Aufgenommen wird beispielsweise die Kennlinie einer Wellenschwingungssonde,
die nach dem Wirbelstromprinzip arbeitet. Wegmesssonden für
Hülsenmontage sind dabei am Ende einer Trägerhülse
eingebaut, durch welche das Sondenkabel nach außen aus
dem Maschinengehäuse herausgeführt wird. Die Trägerhülse
ist mit einem Außengewinde versehen, mit welchem sie zusammen
mit der Sonde in einem zum Gehäuse starren Gewinde auf einen
gewollten Sondenabstand So eingeschraubt wird. Das Wirbelstromprinzip
beruht auf einer Impedanzmessung, an welcher neben der eigentlichen Sonde
die Verbindungskabel zu der Sonde und ein Oszillator beteiligt sind.

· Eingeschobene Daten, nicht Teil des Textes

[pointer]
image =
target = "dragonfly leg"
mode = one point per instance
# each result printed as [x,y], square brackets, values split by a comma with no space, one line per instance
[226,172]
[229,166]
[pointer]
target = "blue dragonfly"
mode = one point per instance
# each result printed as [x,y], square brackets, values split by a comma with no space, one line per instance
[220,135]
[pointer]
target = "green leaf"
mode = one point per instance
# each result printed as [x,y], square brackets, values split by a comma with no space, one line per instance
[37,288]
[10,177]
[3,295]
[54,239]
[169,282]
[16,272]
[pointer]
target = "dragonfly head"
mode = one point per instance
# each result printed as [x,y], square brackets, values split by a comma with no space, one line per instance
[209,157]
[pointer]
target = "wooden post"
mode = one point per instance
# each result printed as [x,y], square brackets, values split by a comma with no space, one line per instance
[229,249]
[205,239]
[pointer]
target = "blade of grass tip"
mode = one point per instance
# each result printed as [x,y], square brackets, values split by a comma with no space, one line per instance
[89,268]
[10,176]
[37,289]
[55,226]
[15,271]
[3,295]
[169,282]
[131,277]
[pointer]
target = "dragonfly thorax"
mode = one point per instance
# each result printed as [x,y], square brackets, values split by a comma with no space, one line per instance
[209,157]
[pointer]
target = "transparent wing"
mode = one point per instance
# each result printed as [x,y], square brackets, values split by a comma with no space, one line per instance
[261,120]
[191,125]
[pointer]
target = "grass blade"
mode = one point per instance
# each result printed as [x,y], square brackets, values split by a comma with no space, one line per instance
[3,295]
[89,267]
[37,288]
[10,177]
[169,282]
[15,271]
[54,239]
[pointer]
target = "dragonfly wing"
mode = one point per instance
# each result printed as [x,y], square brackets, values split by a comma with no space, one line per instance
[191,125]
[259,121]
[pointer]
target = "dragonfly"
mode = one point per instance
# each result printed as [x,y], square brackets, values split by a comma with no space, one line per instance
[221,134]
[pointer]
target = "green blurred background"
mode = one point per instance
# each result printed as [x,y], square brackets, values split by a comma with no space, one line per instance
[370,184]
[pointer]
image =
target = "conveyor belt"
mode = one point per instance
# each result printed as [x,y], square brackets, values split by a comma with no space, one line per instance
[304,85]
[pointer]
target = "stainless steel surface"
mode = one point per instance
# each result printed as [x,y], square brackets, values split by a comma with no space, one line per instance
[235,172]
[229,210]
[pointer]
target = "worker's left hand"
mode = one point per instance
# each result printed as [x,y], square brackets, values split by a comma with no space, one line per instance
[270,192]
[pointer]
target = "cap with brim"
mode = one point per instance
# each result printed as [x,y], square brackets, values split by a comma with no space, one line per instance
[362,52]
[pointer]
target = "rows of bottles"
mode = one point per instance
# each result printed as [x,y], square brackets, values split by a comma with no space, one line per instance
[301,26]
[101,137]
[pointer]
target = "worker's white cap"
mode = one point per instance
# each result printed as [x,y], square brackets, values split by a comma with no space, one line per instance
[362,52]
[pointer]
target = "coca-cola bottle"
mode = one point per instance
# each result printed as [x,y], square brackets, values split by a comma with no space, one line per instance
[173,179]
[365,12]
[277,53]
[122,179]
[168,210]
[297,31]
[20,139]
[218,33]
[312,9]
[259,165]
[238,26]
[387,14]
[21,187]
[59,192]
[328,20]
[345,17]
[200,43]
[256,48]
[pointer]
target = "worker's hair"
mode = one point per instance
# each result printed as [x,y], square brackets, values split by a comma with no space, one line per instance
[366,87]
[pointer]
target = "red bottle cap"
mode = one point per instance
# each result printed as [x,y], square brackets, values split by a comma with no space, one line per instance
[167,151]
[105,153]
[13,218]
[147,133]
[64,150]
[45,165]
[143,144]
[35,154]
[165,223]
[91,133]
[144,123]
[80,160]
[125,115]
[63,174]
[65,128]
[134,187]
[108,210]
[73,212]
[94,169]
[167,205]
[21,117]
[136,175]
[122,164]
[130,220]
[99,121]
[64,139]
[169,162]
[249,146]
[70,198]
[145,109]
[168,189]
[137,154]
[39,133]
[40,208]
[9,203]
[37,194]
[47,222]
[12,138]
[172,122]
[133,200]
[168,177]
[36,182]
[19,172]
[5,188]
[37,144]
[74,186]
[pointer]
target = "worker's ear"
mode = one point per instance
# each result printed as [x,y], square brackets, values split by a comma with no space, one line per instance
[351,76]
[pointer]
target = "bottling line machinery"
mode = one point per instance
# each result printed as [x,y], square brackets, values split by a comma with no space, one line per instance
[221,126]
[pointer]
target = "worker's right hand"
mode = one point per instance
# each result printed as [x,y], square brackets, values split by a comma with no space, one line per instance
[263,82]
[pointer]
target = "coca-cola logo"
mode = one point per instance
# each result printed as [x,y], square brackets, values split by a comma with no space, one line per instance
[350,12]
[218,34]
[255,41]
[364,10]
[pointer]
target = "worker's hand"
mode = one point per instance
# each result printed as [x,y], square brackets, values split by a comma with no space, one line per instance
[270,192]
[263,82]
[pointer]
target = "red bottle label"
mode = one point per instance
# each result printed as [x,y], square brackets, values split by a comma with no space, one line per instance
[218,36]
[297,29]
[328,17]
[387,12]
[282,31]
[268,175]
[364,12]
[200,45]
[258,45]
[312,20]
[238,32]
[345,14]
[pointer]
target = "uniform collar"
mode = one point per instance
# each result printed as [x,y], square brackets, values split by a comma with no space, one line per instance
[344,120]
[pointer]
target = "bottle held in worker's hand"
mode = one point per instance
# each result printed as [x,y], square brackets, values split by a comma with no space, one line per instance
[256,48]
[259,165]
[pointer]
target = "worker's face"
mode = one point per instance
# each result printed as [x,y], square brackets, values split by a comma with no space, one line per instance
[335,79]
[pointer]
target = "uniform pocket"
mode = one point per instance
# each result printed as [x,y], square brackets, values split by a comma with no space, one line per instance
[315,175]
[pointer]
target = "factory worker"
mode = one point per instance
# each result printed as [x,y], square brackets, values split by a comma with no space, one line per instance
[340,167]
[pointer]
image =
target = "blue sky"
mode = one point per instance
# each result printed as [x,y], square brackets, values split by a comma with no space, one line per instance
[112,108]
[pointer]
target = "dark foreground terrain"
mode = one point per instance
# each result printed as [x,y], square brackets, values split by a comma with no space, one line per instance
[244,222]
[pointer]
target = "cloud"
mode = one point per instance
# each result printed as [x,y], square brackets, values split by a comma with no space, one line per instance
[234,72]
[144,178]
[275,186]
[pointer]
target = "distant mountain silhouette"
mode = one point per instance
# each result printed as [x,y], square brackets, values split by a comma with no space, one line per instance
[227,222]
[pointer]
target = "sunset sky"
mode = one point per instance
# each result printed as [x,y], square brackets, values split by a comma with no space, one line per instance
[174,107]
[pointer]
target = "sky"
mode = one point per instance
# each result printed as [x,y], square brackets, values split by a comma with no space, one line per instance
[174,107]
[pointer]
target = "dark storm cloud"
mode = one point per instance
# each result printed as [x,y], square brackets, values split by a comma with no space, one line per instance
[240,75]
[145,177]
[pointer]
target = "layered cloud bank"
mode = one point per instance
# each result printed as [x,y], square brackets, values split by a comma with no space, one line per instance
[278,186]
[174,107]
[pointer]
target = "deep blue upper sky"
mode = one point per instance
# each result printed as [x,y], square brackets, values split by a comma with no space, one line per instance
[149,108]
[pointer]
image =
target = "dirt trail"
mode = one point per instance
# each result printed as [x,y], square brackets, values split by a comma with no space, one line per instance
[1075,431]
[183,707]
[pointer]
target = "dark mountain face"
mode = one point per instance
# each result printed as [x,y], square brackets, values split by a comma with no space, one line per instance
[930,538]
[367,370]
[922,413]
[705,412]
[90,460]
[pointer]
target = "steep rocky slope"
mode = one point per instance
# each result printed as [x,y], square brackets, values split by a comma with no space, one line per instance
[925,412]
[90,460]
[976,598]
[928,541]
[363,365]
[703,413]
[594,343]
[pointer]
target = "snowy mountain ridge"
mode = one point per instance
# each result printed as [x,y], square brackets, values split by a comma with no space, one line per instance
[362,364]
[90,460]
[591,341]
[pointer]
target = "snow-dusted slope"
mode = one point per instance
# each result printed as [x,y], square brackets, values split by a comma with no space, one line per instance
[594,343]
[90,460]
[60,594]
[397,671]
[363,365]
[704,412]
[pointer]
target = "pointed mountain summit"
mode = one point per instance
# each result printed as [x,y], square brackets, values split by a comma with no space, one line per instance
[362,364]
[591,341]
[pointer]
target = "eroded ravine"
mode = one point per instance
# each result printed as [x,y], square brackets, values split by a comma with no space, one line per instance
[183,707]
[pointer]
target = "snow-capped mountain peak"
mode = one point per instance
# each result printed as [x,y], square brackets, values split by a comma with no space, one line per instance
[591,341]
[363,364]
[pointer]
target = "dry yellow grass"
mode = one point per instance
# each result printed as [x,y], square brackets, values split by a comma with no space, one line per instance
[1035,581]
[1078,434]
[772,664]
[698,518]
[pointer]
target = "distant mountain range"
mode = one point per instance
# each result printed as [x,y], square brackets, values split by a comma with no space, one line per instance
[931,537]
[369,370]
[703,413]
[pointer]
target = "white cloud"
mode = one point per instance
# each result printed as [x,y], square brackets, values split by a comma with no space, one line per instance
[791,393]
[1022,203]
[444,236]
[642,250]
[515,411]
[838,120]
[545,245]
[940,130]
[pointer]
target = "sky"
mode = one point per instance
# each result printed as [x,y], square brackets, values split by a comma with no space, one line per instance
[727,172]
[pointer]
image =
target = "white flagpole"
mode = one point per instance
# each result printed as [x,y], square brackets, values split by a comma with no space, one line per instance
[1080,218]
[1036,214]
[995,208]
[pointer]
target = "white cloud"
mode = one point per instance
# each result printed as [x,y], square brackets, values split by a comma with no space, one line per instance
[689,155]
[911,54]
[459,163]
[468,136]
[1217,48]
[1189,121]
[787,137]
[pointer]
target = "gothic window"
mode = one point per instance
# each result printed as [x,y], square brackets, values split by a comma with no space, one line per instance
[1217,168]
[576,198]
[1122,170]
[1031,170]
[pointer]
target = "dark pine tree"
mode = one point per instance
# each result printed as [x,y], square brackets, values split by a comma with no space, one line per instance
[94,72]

Am Oszillator wird eine für den Sondenabstand zu einer
metallischen Messoberfläche charakteristische Spannung
U abgegriffen und zudem mechanisch, beispielsweise mit einem Mikrometer
ermittelten Sondenabstand S in Beziehung gebracht, um über
mehrere Messpunkte eine Charakterisitk U = f(S) in einem Diagramm
zu ermitteln.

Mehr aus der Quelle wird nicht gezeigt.